HTML was necessary only because so few people had
been up the hypermedia learning curve, it was as
much as they could absorb en masse. That is the lesson of
history; one can't outrun the zeitgeist. The critical
question is will the implementation community will be
ready for XAML, Indigo, etc. when it is ready.

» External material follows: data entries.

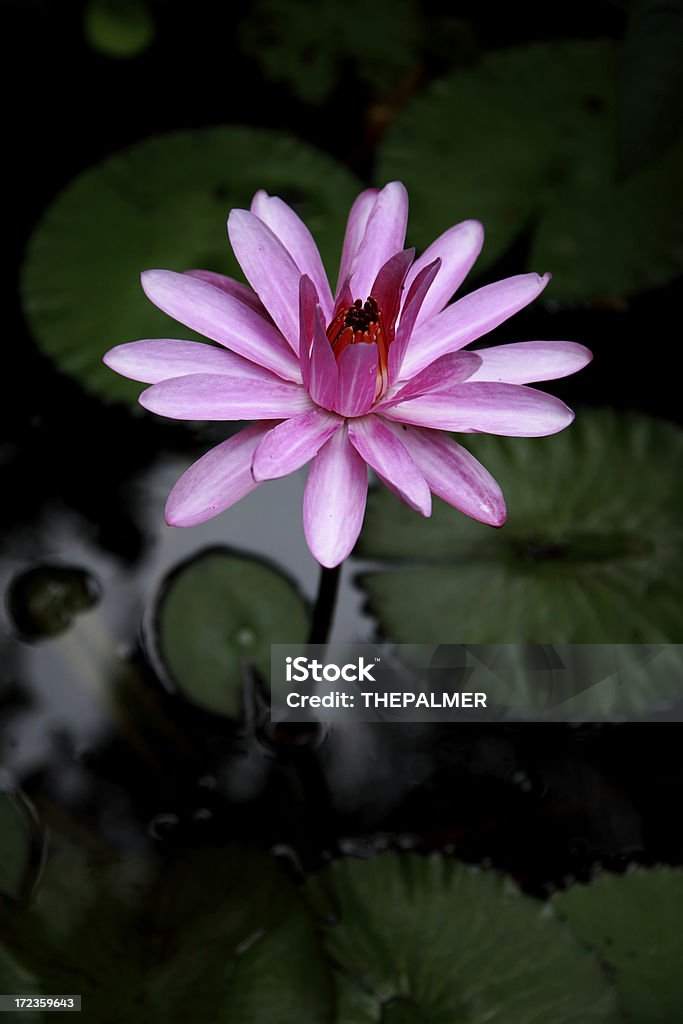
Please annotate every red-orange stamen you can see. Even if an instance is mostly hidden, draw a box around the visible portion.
[327,295,389,396]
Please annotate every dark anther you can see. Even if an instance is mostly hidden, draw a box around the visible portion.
[344,298,380,333]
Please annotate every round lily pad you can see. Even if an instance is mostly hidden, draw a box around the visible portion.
[553,867,683,1024]
[0,837,332,1024]
[358,411,683,655]
[148,548,308,718]
[311,854,621,1024]
[22,126,358,401]
[378,42,683,301]
[83,0,155,57]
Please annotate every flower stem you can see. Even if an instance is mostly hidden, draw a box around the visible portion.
[308,565,341,643]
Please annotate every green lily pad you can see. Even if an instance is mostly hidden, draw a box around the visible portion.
[310,854,622,1024]
[378,42,683,301]
[2,842,331,1024]
[241,0,421,103]
[553,867,683,1024]
[83,0,155,57]
[22,127,358,401]
[0,790,31,897]
[150,548,308,718]
[358,411,683,655]
[618,0,683,173]
[7,564,100,639]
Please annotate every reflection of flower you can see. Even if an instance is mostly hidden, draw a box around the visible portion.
[104,181,591,566]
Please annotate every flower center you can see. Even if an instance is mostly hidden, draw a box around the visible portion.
[328,295,382,359]
[327,295,390,397]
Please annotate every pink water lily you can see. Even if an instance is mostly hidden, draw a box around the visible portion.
[104,181,591,567]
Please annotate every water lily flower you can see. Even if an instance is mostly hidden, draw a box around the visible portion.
[104,181,591,567]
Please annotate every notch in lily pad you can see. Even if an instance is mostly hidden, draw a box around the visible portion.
[378,40,683,303]
[150,548,309,718]
[308,853,622,1024]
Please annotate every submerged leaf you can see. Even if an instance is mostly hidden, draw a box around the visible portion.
[359,411,683,659]
[22,127,357,400]
[0,841,331,1024]
[83,0,155,57]
[151,548,308,718]
[310,854,621,1024]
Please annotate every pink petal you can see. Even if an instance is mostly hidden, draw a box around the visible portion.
[166,423,272,526]
[375,352,480,413]
[252,409,344,480]
[385,381,573,437]
[299,274,317,391]
[227,210,301,352]
[184,270,272,323]
[251,189,332,319]
[370,249,415,337]
[138,374,313,420]
[140,270,301,381]
[303,427,368,568]
[389,259,441,384]
[334,342,377,416]
[351,181,408,300]
[390,423,507,526]
[103,338,279,384]
[336,188,380,305]
[348,416,431,516]
[401,273,550,377]
[405,220,483,324]
[309,306,339,409]
[470,341,593,384]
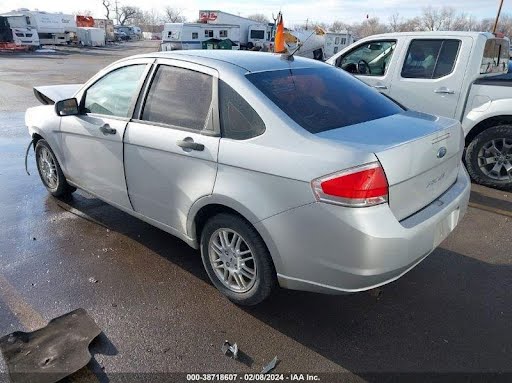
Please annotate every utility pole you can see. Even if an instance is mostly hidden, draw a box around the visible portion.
[116,0,119,25]
[492,0,503,33]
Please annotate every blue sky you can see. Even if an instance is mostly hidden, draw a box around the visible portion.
[0,0,502,25]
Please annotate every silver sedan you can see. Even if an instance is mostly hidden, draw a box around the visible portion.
[26,51,470,305]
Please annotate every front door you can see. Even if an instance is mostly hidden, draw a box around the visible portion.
[335,40,397,94]
[60,63,147,208]
[390,37,472,118]
[125,60,220,233]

Hopefull, the XULies and the Mozies will be there
with their designs as well.
HTML will never go away. Kudzu. Gencoding
has been reinvented every five years since 1969.
There is no reason to believe that wash cycle won't
repeat indefinitely, but there is every reason
to believe that not everyone will have to do
their information laundry with the same model.
Jeez. Everyone was trying to kill Internet
Explorer. So now MS will do it for you and
you still aren't happy. There is just no
pleasing some people. :-)
len
From: Michael Champion [mailto:mc@xegesis.org]
On Monday, Nov 3, 2003, at 16:47 America/Detroit, Bullard, Claude L
(Len) wrote:
> The web is plumbing; not the washing machine.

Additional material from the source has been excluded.